We tweaked ChaCha to arrive at the IETF's implementation specified by RFC 7539. We are not sure how to handle block counter wrap. At the moment the caller is responsible for managing it. We were not able to find a reference implementation so we disable SIMD implementations like SSE, AVX, NEON and Power4. We need the wide block tests for corner cases to ensure our implementation is correct.
This is only a work-around for the moment. The issue only affects SIMD code. The problem is, the algorithm we use performs a 32-bit add as an intermediate result, but we really need a 64-bit add. We are running 4 transforms in parallel, and we can't add and carry the way we need to.

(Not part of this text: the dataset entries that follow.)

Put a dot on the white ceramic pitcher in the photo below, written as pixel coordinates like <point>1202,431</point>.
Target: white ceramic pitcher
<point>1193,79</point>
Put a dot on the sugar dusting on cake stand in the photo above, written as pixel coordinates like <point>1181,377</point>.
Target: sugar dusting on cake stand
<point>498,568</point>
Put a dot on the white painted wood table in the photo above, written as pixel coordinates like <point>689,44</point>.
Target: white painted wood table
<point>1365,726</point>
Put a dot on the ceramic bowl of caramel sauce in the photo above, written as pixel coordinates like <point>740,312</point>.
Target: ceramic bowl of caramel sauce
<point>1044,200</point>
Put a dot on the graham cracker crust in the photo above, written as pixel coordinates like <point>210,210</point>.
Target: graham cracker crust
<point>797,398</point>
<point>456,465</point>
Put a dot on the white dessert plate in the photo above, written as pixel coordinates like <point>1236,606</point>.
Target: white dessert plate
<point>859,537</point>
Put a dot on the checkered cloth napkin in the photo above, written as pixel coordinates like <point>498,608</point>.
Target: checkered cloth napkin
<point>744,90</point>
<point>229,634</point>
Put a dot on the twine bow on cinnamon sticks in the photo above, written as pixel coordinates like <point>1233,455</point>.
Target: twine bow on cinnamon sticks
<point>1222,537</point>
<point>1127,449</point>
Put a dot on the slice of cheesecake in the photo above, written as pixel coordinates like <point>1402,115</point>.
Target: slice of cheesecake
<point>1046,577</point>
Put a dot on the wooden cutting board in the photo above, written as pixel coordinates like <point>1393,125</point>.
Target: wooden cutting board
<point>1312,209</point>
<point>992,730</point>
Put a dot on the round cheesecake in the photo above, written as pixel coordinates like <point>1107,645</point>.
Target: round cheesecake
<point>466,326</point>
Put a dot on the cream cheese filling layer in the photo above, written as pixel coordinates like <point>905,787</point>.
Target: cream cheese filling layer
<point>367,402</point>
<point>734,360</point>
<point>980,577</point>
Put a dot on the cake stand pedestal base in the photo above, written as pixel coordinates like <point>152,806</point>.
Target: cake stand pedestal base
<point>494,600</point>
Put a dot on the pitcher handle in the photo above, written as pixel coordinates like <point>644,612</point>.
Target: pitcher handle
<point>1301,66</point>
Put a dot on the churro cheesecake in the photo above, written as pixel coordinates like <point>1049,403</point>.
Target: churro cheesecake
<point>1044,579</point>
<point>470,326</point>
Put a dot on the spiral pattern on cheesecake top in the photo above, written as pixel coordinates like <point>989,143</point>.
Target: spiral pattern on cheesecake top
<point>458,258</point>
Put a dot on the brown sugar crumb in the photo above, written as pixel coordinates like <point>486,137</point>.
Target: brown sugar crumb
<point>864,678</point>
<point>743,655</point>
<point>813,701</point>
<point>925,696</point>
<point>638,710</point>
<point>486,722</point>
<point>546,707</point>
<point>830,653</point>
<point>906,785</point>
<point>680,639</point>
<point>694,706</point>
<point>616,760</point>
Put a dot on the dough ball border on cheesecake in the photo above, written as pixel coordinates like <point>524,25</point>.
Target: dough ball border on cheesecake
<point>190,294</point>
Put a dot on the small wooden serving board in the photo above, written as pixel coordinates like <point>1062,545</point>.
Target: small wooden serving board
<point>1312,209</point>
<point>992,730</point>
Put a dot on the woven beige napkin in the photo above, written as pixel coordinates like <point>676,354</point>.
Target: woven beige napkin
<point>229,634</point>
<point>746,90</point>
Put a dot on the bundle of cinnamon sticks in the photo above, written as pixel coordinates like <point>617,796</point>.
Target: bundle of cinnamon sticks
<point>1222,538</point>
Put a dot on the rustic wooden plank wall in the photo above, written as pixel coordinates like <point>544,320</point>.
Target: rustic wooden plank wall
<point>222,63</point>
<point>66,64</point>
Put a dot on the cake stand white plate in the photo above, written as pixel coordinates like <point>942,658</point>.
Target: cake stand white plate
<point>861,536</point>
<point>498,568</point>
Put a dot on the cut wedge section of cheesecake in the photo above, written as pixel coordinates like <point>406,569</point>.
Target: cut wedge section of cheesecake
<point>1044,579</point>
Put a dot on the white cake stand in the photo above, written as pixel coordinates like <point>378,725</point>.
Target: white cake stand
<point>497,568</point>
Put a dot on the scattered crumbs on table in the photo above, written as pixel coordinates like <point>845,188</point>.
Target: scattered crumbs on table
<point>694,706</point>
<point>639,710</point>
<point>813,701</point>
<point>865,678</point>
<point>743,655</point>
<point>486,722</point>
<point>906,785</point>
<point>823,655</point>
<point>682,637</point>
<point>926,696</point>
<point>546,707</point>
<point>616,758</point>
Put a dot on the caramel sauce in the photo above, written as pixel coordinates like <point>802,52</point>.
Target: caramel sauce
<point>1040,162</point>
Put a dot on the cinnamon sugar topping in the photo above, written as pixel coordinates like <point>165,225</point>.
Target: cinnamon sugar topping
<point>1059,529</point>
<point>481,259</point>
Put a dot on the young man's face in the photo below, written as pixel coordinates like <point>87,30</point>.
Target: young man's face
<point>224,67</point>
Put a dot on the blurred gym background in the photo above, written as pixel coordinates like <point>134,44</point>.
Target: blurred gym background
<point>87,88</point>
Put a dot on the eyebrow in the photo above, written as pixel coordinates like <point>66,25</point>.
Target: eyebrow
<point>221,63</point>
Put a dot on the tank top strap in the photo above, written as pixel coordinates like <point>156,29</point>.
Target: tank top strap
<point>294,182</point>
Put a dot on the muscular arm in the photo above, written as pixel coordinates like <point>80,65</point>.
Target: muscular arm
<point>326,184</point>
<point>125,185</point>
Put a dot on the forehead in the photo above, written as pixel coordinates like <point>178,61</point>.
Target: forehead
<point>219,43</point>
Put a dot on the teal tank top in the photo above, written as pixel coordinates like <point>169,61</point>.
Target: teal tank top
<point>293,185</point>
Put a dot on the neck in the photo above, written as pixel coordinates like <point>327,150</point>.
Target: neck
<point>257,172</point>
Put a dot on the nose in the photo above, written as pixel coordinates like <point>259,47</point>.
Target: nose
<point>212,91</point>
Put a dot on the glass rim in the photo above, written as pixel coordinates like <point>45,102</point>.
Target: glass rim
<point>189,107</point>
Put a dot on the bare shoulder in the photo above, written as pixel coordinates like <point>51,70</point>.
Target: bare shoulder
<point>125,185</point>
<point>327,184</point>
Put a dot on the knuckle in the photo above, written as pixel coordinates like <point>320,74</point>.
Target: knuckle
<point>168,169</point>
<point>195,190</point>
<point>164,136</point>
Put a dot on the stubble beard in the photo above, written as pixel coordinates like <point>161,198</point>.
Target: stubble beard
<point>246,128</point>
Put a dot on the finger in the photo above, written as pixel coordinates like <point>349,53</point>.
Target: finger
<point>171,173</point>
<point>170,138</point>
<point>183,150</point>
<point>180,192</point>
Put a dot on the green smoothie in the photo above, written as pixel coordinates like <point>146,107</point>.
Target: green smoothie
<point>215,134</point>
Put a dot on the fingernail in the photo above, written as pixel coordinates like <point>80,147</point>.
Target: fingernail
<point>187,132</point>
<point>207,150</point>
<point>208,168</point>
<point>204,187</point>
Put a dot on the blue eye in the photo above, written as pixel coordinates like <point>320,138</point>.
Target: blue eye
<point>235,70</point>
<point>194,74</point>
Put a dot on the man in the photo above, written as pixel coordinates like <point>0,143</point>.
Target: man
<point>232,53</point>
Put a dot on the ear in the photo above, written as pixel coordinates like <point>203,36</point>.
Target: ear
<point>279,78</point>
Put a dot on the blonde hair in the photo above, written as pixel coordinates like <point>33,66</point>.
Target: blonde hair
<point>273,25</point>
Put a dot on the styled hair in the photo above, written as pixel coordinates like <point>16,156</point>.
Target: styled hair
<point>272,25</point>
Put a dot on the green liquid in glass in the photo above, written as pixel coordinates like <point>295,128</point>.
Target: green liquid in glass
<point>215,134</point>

The workaround is, whenever we could cross the 32-bit counter boundary we use the C version of the transform. We determine the cross-over point by 'bool safe = 0xffffffff - state.low > 4'. When not safe we skip the SIMD version of the algorithm and use the C version. Once we are safe again we use the SIMD version again.
The work-around costs us about 0.1 to 0.2 cpb. At 1.10 or 1.15 cpb that equates to about 200 MB/s on a Skylake. We'd like to get it back eventually.
Thanks to Jack Lloyd and Botan for allowing us to use the implementation.
The numbers for SSE2 are very good. When compared with Salsa20 ASM the results are:
* Salsa20 2.55 cpb; ChaCha/20 2.90 cpb
* Salsa20/12 1.61 cpb; ChaCha/12 1.90 cpb
* Salsa20/8 1.34 cpb; ChaCha/8 1.5 cpb
These changes made it in by accident at Commit b74a6f4445. We were going to try to let them ride but they broke versioning. They may be added later but we should avoid the change at this time.